Clearly our society has been undergoing massive underlying change since the advent of the internet and mobile phones - but few writers have really grappled with the wider implications. If, as McLuhan said, the Medium is the Message then wireless technology provides a medium that totally re-engineers the way people can interact with their physical and social environment.
Rheingold calls on dramatic examples of how individuals, wireless and mobile, can outwit the top down forces of the establishment - for example in the World Trade protests at Seattle, and political protests in the Philippines. He uses these as a metaphor for how the top-down 20th Century style organisations, political, industrial or media are increasingly out of step in the mobile age. Rheingold looks to young urban people - urban tribes if you like - as a bellwether to tomorrow's society.
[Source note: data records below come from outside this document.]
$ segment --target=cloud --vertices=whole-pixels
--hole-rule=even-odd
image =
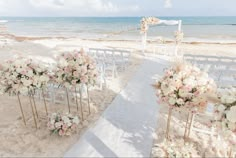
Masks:
[[[113,16],[136,13],[118,0],[0,0],[1,16]]]
[[[172,8],[171,0],[165,0],[164,8]]]
[[[122,10],[138,9],[134,6],[118,6],[108,0],[29,0],[30,4],[35,8],[47,8],[58,10],[77,10],[77,12],[120,12]]]

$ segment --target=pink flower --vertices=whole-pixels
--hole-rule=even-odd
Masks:
[[[65,135],[65,132],[64,132],[62,129],[60,129],[60,130],[59,130],[59,135],[60,135],[60,136],[64,136],[64,135]]]
[[[66,67],[66,68],[65,68],[65,72],[66,72],[66,73],[70,73],[70,68],[69,68],[69,67]]]
[[[75,77],[79,77],[79,72],[78,72],[78,71],[74,71],[74,72],[73,72],[73,75],[74,75]]]
[[[72,80],[72,81],[71,81],[71,84],[72,84],[72,85],[76,85],[76,82],[77,82],[76,80]]]
[[[26,75],[26,71],[25,70],[21,71],[21,74]]]
[[[82,76],[80,78],[81,83],[87,83],[88,82],[88,77],[87,76]]]
[[[67,128],[68,128],[68,127],[67,127],[67,125],[66,125],[66,124],[63,124],[63,125],[62,125],[62,130],[64,130],[64,131],[65,131]]]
I loved this book. The writing is sharp, the insights deep and Rheingold's ability to take us into the labs of tomorrow a real treat. I strongly recommend it.
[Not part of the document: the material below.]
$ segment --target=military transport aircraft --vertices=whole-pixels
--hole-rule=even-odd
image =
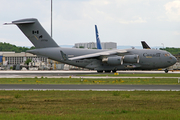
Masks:
[[[97,70],[97,72],[166,68],[175,64],[177,61],[173,55],[163,50],[61,48],[35,18],[5,23],[5,25],[7,24],[17,25],[36,47],[36,49],[28,50],[27,52],[46,56],[65,64]]]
Smart Mobs. Smarter Marketers. September 8, 2004 7 out of 9 found this review helpful
The cool thing about "Smart Mobs" is that it's really happening. People are behaving in "linked" ways that transcend the obvious demographic definitions of groups we typically think of as "behaving in unison." As technology and the infrastructure arriving with it enable increasingly extemporaneous networks between people, marketers are similarly challenged to reach outside of traditional mass channels. Howard Rheingold brings us a really nice set of actual examples--combined with his own unique insights--that provide the basis for next-generation communications strategies as what had been cohesive groups fragment into a foam of indivduals united (only) by this moments current interest and the task at hand. For marketers, it's a great read...and a big clue. Anyway, I liked it.
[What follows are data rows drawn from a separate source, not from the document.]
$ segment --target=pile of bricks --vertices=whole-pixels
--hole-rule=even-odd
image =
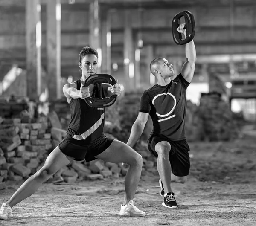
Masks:
[[[238,122],[234,118],[229,103],[217,92],[202,93],[197,111],[202,122],[204,140],[230,140],[239,136]]]
[[[26,180],[39,170],[66,134],[55,112],[36,119],[0,117],[0,189],[5,187],[6,180]],[[57,172],[48,182],[118,178],[126,175],[128,169],[121,163],[99,159],[89,162],[74,161]]]
[[[12,118],[29,108],[29,100],[26,97],[11,96],[0,98],[0,117]]]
Remote Control To The World April 8, 2004 11 out of 15 found this review helpful
How many of you recall that EF Hutton commercial that started off by saying, "When EF Hutton talks, people listen". The same thought can be applied to Howard Rheingold. Rheingold is veteran technology watcher and well-publised futurist. He has identified yet another transformative technology. In 'Smart Mobs' he describes in vivid detail how large, geographically dispersed groups connected only by thin threads of communications techology, such as text messaging, e-mail, cell phones, two-way pagers, and web sites, can draw together in the blink of an eye, groups of people together for a collective cause. From various parts of the world, Rheingold, has gathered stories about engineers and inventors of all sorts, working feverishly to create ever-smaller and more powerful devices that contribute to this new paradigm. In this book,Rheingold points out examples of Smart Mobs such as the swarms of demonstrators who used mobile phones, Web sites, laptops and handheld computers to coordinate their protests against the World Trade Organization in November of 1999. Rheingold shows a concern of smart mobs other than describing the weath of new communications technology that is available and coming. He is also concerned about the social, political, economic, environmental and even genetic consequences of the ever-expanding and more intrusive plethora of multidirectional communications technology. This book is a must read.